O evidente caráter eleitoreiro da medida se revela ainda mais quando se constata que a eventual e ainda não definida compensação da União pela perda se limita ao período de 1º de julho a 31 de dezembro de 2022.
O mais grave é que esse ato irresponsável, realizado sem nenhuma análise da repercussão financeira das medidas a serem implementadas, já foi aprovado na Câmara dos Deputados, sob a égide do Centrão, cabendo ao Senado buscar como minimizar os previsíveis efeitos negativos.
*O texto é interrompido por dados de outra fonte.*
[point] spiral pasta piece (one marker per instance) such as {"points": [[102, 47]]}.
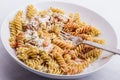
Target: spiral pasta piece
{"points": [[20, 38], [56, 10], [31, 11], [62, 44]]}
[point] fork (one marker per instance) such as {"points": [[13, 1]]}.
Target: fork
{"points": [[79, 40]]}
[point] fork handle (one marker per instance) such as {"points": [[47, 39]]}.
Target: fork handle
{"points": [[106, 48]]}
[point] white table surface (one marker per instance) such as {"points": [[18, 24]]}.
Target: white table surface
{"points": [[109, 9]]}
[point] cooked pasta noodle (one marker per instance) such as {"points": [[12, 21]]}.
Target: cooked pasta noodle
{"points": [[38, 42]]}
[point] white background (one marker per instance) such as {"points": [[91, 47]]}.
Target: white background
{"points": [[109, 9]]}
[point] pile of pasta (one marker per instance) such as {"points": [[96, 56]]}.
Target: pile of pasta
{"points": [[35, 35]]}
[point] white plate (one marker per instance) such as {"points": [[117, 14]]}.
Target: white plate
{"points": [[88, 16]]}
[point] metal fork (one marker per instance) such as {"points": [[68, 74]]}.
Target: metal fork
{"points": [[79, 40]]}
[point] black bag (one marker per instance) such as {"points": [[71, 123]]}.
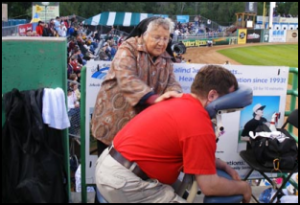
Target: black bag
{"points": [[271, 153]]}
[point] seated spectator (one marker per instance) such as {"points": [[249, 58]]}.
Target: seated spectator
{"points": [[105, 53], [39, 28], [74, 63]]}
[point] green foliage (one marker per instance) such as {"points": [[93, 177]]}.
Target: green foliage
{"points": [[294, 8]]}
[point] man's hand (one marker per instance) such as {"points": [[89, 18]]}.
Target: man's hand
{"points": [[167, 95], [229, 170]]}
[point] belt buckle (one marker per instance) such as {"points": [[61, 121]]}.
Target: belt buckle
{"points": [[110, 147]]}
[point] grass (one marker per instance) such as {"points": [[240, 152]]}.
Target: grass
{"points": [[268, 55]]}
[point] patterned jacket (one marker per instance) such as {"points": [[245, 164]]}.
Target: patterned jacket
{"points": [[131, 76]]}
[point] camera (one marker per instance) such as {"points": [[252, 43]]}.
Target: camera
{"points": [[178, 48]]}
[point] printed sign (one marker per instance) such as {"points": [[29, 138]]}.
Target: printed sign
{"points": [[4, 12]]}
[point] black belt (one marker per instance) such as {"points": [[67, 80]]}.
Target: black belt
{"points": [[129, 165]]}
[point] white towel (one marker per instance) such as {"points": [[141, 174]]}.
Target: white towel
{"points": [[54, 109]]}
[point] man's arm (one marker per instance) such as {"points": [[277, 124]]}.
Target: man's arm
{"points": [[228, 169], [213, 185]]}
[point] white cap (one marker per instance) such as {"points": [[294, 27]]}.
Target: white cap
{"points": [[258, 107]]}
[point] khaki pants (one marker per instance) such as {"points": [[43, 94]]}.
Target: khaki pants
{"points": [[118, 184]]}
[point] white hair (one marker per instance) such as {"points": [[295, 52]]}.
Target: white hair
{"points": [[166, 23]]}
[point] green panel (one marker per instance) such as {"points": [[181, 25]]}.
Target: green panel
{"points": [[88, 21], [32, 63]]}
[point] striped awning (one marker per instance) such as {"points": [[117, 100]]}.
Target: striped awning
{"points": [[118, 18]]}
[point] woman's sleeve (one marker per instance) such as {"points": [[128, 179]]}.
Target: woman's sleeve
{"points": [[126, 72]]}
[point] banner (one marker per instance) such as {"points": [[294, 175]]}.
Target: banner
{"points": [[45, 12], [183, 18], [242, 36], [216, 41], [24, 28], [269, 84]]}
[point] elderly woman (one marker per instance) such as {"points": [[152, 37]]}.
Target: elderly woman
{"points": [[140, 75]]}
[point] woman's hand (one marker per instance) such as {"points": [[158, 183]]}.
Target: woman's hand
{"points": [[167, 95]]}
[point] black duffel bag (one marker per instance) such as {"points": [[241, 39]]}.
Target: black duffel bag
{"points": [[272, 153]]}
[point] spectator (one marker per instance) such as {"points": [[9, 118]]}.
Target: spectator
{"points": [[141, 71], [39, 28]]}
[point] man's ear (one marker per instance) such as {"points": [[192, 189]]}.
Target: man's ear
{"points": [[212, 95]]}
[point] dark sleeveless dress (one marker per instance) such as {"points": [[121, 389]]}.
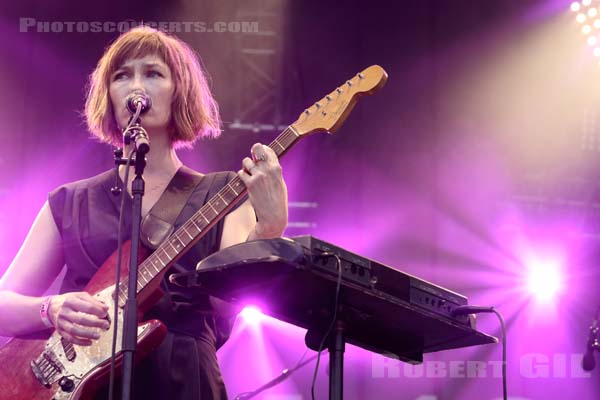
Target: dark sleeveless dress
{"points": [[185, 365]]}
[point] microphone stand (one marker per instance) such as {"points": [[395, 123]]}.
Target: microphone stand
{"points": [[588, 362], [137, 190]]}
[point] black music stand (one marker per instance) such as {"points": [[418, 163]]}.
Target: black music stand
{"points": [[279, 273]]}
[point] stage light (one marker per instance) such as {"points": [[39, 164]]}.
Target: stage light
{"points": [[586, 29], [544, 281], [252, 315]]}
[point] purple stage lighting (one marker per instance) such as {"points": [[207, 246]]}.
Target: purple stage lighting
{"points": [[252, 314]]}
Cabe, finalmente, lembrar que o eventual impacto na redução dos preços dos bens e serviços referidos é relativo e será facilmente anulado por oscilações no cenário econômico mundial, em contexto de guerra e disputas entre EUA e China. Uma dúvida ainda permanece: se o Brasil é autossuficiente em Petróleo e os derivados são produzidos em reais, por que o preço tem que ser indexado ao dólar? E, mesmo considerando a absurda dolarização, por que não transformar os dividendos da Petrobrás, advindos dos movimentos especulativos na esfera internacional em subsídios? Por que a Educação e a Saúde (que também depende da vinculação constitucional de recursos) devem pagar a conta do desespero eleitoral do atual mandatário?
Portanto, a Fineduca, em sintonia com outras entidades que defendem a educação pública no Brasil, se posiciona frontalmente contra o PLP N ° 18/2022, pelos danos de curto e médio prazos que trará à educação nacional, num contexto em que, por causa da pandemia de Covid 19, as demandas se multiplicam frente àquelas já definidas no PNE (2014-2024).
Também recebemos com grande preocupação o anúncio, do dia 06/06/2022, da proposta de zerar o ICMS sobre o diesel e gás de cozinha, proposta que, embora ainda não apresentada em forma de PEC, se concretizada trará consequências desastrosas a serviços públicos, atingindo em cheio a educação e a saúde.
Finalmente, a Fineduca defende que, se aprovada a redução de alíquotas, deve ser assegurada uma compensação de caráter permanente a ser garantida pela União 4 que preserve, em termos reais, os recursos vinculados à educação de Estados e Municípios tendo como referência o ano de 2021. Entende-se que aqui se aplica a analogia com o que estabelece o parágrafo 8º do art. 212 da Constituição Federal, introduzido pela EC 108/2020, que busca exatamente vedar manobras ou artifícios que reduzam os recursos da vinculação constitucional. Procedimento semelhante foi adotado em relação à chamada Lei Kandir (Lei Complementar 87/1996) que isentava de ICMS os bens e serviços destinados à exportação.